Kubiarkan Aseng junior terbenam dalam di sarung barunya sementara aku terus fokus mempermainkan kedua 38DD itu dengan intens. Aku gemas sekali dengan ukurannya sampai-sampai Yuli meremas rambutku keenakan. Aseng junior mendapat remasan juga di dalam liang kawin Yuli. Aku juga membalas dengan mengedutkan batang Aseng junior. Yuli memeluk kepalaku karenanya beserta apitan kaki gempalnya di pinggangku. Alhasil Aseng junior makin terbenam dalam. Sesak nafasku mendapat pelukan erat perempuan semok ini. Tubuhku seperti luruh dalam dekapannya.
Hanya lidahku yang bisa bergerak menyentil-nyentil puting susunya dan tetiba tubuhnya bergetar lagi. Alamak! Aseng junior dipulas kencang di dalam liang kawin Yuli. Rasanya alamakjang. Kek di awang-awang rasanya. Walopun gak bisa gerak sedikitpun. Walaupun Aseng junior belum ada mompa sekalipun, perempuan ini udah dapat orgasme lagi.
Ambyar lemas Yuli seperti elang yang sedang membentangkan sayap dan kaki. Lunglai tak berdaya. Kucabut Aseng junior dari dalam liang penyiksaannya. Tubuhnya merah berkilat-kilat keabisan oksigen. Kelamaan kelelep kali ya? Kalo udah begini, tubuh Yuli udah bisa diapa-apain aja sesuka hati. Kubentuk arah tubuhnya jadi menyamping lalu kucoblos walau agak sulit menyelipkan Aseng junior masuk ke dalam sana. Jepitannya sungguh terasa. Paha gempal dan pantatnya yang bahenol kuremas-remas kala kugenjot Aseng junior pelan-pelan. Alamak… Enak kali binik orang ini.

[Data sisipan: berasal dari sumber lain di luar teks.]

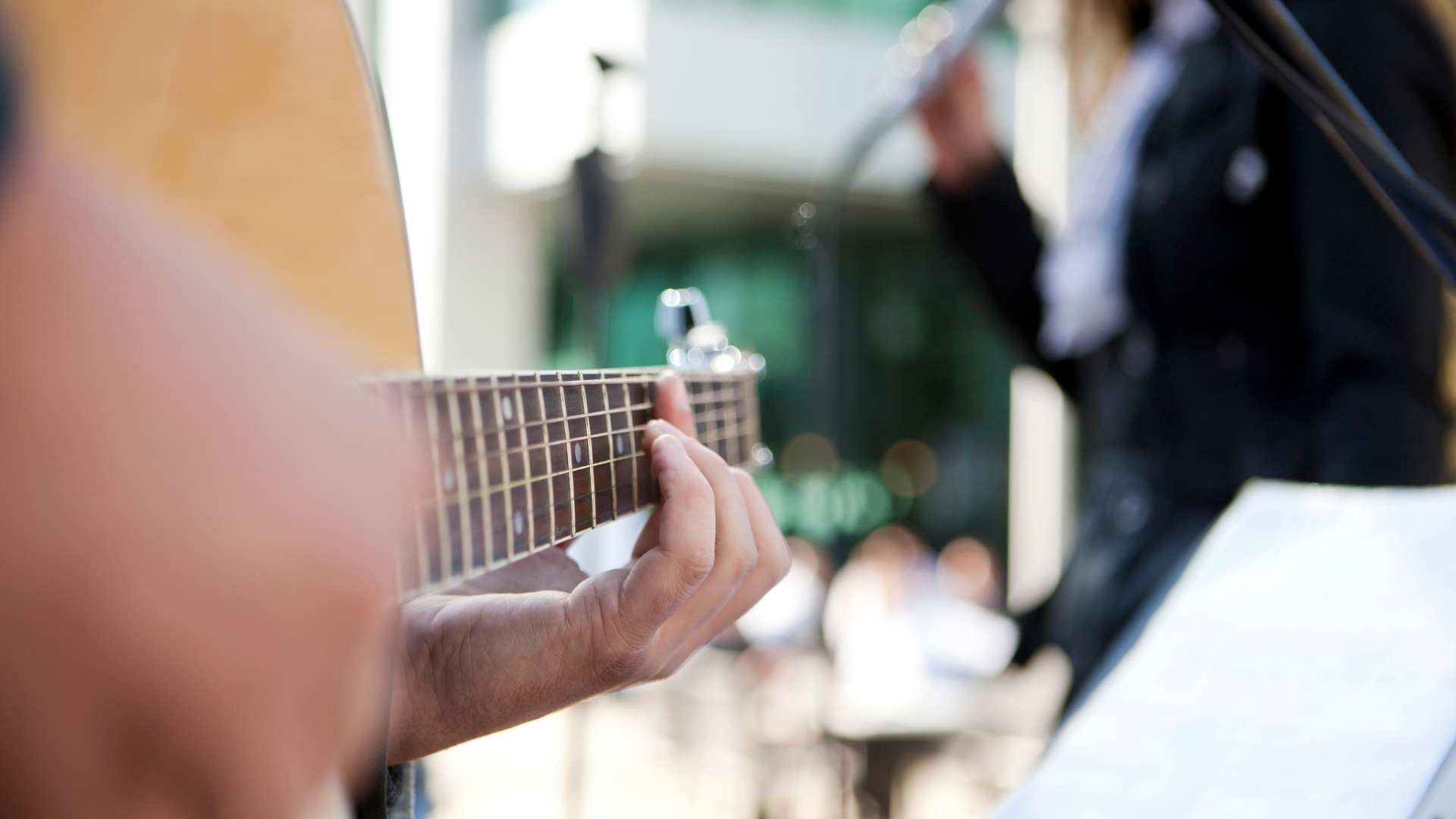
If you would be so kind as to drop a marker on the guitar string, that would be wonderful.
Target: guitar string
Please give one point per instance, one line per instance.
(447, 541)
(699, 401)
(728, 397)
(530, 480)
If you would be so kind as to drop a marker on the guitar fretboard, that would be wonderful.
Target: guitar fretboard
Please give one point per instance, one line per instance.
(525, 463)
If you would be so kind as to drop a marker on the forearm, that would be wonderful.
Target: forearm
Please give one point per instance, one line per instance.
(472, 667)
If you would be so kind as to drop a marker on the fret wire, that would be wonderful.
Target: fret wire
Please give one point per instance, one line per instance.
(485, 491)
(592, 458)
(698, 410)
(708, 439)
(606, 401)
(435, 457)
(526, 466)
(723, 394)
(433, 384)
(419, 523)
(571, 485)
(637, 497)
(462, 485)
(506, 472)
(551, 482)
(488, 544)
(557, 539)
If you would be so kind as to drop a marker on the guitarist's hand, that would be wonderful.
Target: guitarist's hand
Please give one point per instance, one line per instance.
(478, 664)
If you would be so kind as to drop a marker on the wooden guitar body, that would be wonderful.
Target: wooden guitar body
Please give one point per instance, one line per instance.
(258, 121)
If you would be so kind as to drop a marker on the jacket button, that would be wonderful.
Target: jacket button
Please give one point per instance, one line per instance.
(1131, 507)
(1247, 174)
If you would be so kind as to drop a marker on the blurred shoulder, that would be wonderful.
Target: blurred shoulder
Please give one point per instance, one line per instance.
(1378, 31)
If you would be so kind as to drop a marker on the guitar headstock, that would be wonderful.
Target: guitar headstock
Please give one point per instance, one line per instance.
(695, 341)
(698, 346)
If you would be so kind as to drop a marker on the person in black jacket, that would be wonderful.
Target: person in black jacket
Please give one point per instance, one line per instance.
(1226, 302)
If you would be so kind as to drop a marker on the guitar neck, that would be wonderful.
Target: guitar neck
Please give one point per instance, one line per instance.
(525, 463)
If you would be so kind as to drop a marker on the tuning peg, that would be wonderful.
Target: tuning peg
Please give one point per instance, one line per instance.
(679, 312)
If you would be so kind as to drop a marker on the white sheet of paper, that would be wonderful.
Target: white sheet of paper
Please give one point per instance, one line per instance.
(1304, 667)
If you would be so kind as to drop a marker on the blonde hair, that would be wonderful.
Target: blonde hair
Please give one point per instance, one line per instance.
(1100, 34)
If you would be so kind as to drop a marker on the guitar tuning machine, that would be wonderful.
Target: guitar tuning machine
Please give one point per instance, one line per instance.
(695, 341)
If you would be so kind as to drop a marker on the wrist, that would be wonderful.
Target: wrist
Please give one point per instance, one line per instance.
(967, 172)
(476, 665)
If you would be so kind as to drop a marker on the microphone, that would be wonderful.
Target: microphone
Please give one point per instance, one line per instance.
(929, 46)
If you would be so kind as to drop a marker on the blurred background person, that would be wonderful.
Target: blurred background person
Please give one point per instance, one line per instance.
(1226, 300)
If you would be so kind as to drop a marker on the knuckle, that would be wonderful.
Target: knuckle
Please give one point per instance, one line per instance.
(622, 668)
(747, 561)
(696, 567)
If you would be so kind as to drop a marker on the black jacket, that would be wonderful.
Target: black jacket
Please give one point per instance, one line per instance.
(1283, 328)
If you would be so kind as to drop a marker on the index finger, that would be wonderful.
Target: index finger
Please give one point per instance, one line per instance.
(673, 404)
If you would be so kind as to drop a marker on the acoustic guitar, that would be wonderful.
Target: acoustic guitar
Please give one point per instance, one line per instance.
(259, 121)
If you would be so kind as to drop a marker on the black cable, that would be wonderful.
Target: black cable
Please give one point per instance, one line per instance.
(1424, 215)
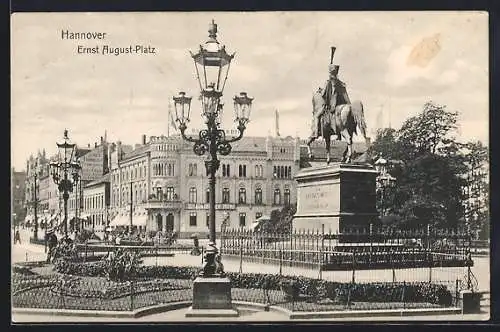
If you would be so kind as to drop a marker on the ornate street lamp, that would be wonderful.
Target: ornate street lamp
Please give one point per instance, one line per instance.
(212, 67)
(62, 169)
(384, 181)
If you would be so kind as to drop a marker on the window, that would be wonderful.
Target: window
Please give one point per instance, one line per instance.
(286, 196)
(225, 195)
(192, 219)
(242, 196)
(242, 171)
(192, 195)
(170, 193)
(282, 172)
(243, 218)
(258, 196)
(277, 197)
(159, 193)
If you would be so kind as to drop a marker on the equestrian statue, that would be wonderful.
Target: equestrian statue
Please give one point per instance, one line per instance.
(335, 115)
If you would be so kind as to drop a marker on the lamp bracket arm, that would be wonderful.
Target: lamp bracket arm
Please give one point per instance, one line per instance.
(241, 129)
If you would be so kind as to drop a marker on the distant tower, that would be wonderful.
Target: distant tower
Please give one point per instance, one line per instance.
(277, 119)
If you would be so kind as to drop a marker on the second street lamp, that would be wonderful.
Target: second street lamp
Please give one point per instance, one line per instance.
(212, 67)
(62, 171)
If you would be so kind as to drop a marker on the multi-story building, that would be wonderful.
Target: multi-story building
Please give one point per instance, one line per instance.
(163, 185)
(18, 183)
(96, 201)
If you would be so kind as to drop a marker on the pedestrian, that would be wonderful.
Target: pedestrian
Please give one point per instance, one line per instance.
(17, 236)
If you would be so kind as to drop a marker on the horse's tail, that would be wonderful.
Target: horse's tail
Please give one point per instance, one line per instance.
(359, 116)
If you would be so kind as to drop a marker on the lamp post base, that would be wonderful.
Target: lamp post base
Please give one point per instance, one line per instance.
(212, 298)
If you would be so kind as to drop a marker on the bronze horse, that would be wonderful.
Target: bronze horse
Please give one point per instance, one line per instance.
(349, 118)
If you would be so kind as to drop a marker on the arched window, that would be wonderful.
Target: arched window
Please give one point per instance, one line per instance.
(277, 196)
(242, 196)
(258, 196)
(192, 195)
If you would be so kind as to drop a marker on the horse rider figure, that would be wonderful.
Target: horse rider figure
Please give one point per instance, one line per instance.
(334, 93)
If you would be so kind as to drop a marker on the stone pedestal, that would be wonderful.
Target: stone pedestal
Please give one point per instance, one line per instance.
(336, 196)
(212, 298)
(471, 302)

Kusedot kembali satu 38DD yang bisa kujangkau di posisi menyamping ini. Ia merintih-rintih keenakan dari berbagai sumber rangsangan sekaligus. Aseng junior merangsek pelan dan lidahku bermain pentil. Kala aku sudah gak kuat lagi menahan rasa pengen ngecrot itu, kuhentikan gerakanku dan kucabut cepat. Berkedut-kedut Aseng junior penasaran dah pengen ngecrot aja. Sabar, Seng.
Kukembalikan tubuh Yuli ke posisi awal tadi dan kujilat liang kawinnya sebagai pengalih perhatianku agar Aseng junior istirahat sebentar. Puas bermain-main dengan pintu surga itu pake lidah dan Aseng junior sudah pulih kembali, kusodok masuk lagi. Yuli melenguh keenakan sampai melengkungkan tubuh semoknya.
Aku tau trik memperlama waktu bercinta ini tentunya dari pengalaman. Sebagai pria yang tau diri dengan kemampuan harus pandai-pandai memainkan tempo tentunya. Enjot-enjot-jeda, enjot-enjot lagi-jeda kalo dah terasa mau finish. Pasti pada kelimpungan tuh para cewek.
Kembali Yuli dapat puncak kenikmatan itu lagi dan lagi-lagi Aseng junior menjadi korban pulasan maut itu. Diremet-remet kayak lemet dia di dalam liang kawin enak ini. Cepat-cepat kucabut karena aku harus membuat jeda lagi. Menang banyak kau, Seng.
Kali ini sepasang 38DD itu menjadi alat pengalih perhatianku. Kupuas-puaskan bermain dengan gunung kembar itu sementara Aseng junior hanya parkir diatas ladang jembut. Hanya sekedar goyang-goyang dikit aja menggesek pelerku dengan itil Yuli yang mencuat menegang. Sudah terasa cukup, kubenam lagi dalam-dalam dan genjot.
“Bhang Ashhenng… Bhuntingi Yuulii, bhaang… bhuntingi… uuhh…” itu terus ucapannya berulang-ulang. Mata kami saling pandang kala aku menyedot pentil susunya dan Aseng junior menggenjot liang kawinnya. Ia sudah pengen merasakan hangatnya bibit-bibitku menyirami ladang rahimnya yang selama ini kering. Kakinya mengangkang lebar, pasrah dengan semua kegiatanku di atas tubuhnya. Bebas aku menyemproti rahimnya sesukanya. Perlahan kupercepat. Pelan-pelan naik tempo genjotanku. “Clok-clok-clok!” Aseng junior terus bekerja keras. Terasa sangat panas karena sudah kutunda berkali-kali dan ia sudah tak sabar pengen ngecrot.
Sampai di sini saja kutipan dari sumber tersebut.